The journey was not without it’s struggles. As if having your younger sister as your main training partner for a couple years isn’t enough of a struggle, there were the other younger less focused boys he was forced to train with on many occasions, or the countless tournaments that didn’t go quite as hoped.
Early progress in Belts was hard to come by. Training only three classes a week when your peers are making it to six or eight means seeing others achieve new belts more quickly than you do. This never was a negative for Ty who simply persevered and continued to bug his parents to bring him more often. That gradually led to 4 hours, then six and finally ten classes every week!
Then there was the first day of Middle School. Ty has always been small. Like many smaller kids he faced the initiation process of Middle School. One of the older boys decided to block the hall and test Ty’s confidence. It was a test he would pass with flying colors. He did exactly what he was taught. First he asked the bully to move, then when the boy wouldn’t, he used the leverage and technique he had been taught, forcing the boy out of his way.
It would be the first and last time he was tested by a bully!
Trips to the Challenge of Champions (the largest Mixed Martial Arts tournament for kids on the East Coast) began to net trophies. Even though his younger sister might boast more than he, it didn’t stop Ty from continuing to challenge himself. In fact he was so willing to push himself he would even accept challenges others might find hopeless. Like when as a Red Belt there was no division for him. So he chose to compete against Brown and Black Belts in a Division whose top allowable weight was nearly 30 pounds above his own.
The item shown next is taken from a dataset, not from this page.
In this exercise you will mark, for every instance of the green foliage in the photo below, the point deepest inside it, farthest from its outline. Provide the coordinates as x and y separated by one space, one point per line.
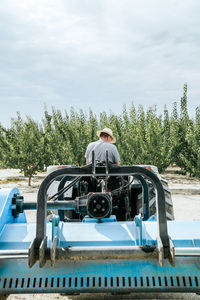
22 146
142 138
As for training partners Ty chose a unique approach at twelve years old. If you are hurting for training partners why not bring your own. So he brought his best friend Sam to class and quickly helped his friend improve enough to become a steady partner. The two Yardley’s boys had the same birthday and as they became teenagers they also became amazing examples for every other student at TSMMA Feasterville.
Another funny thing happened as Ty showed the patience and resolve to set a great example for his younger partners. A group of them improved so much they began to become great partners as well.
Ty was also buoyed by the path of two older students, Joe Martin and Zach Moyer who both received their Black Belts in 2014. Seeing his Aunt receive her Black Belt six years earlier was cool, but Sempais Martin and Moyer were frequent training partners and gave a much clearer picture of what the journey would be like for Ty.
They also pushed Ty to the limit of his skills. Forcing him to improve in such a rapid fashion that he flew through the levels of his Brown Belt and impressed the judges at the Black Belt test to pass him on his first try. The 16 others he passed with among a group of nearly fifty testing!
Now Ty continues to set an example for both young and old alike, splitting his time as a helper in kids classes to supplement the four adult classes he takes every week. In total he trains for nearly 9 hours each and every week, and the skills are apparent.
For his parents though it is the confidence he has gained through his Mixed Martial Arts training that truly resonate. The countless hours of stories from Sensei Campbell and Joshu Craig Alexander about Focus, Discipline, Values and many other topics that Ty not only listened to, but truly heard. Those thousands of hours of physical and mental training have combined with the amazing lessons he’s received from his own family to mold a truly inspirational young man.
What is a Mixed Martial Arts Black Belt. It’s a 15 year old who is quick to help someone in need while being even quicker to face down bullying in all it’s forms. It is a teen with enough confidence to stand out from the crowd, while also having so much confidence that he draws one to him. It is a young man who anyone would be proud to call their son and one for whom I am extremely proud to call Sempai!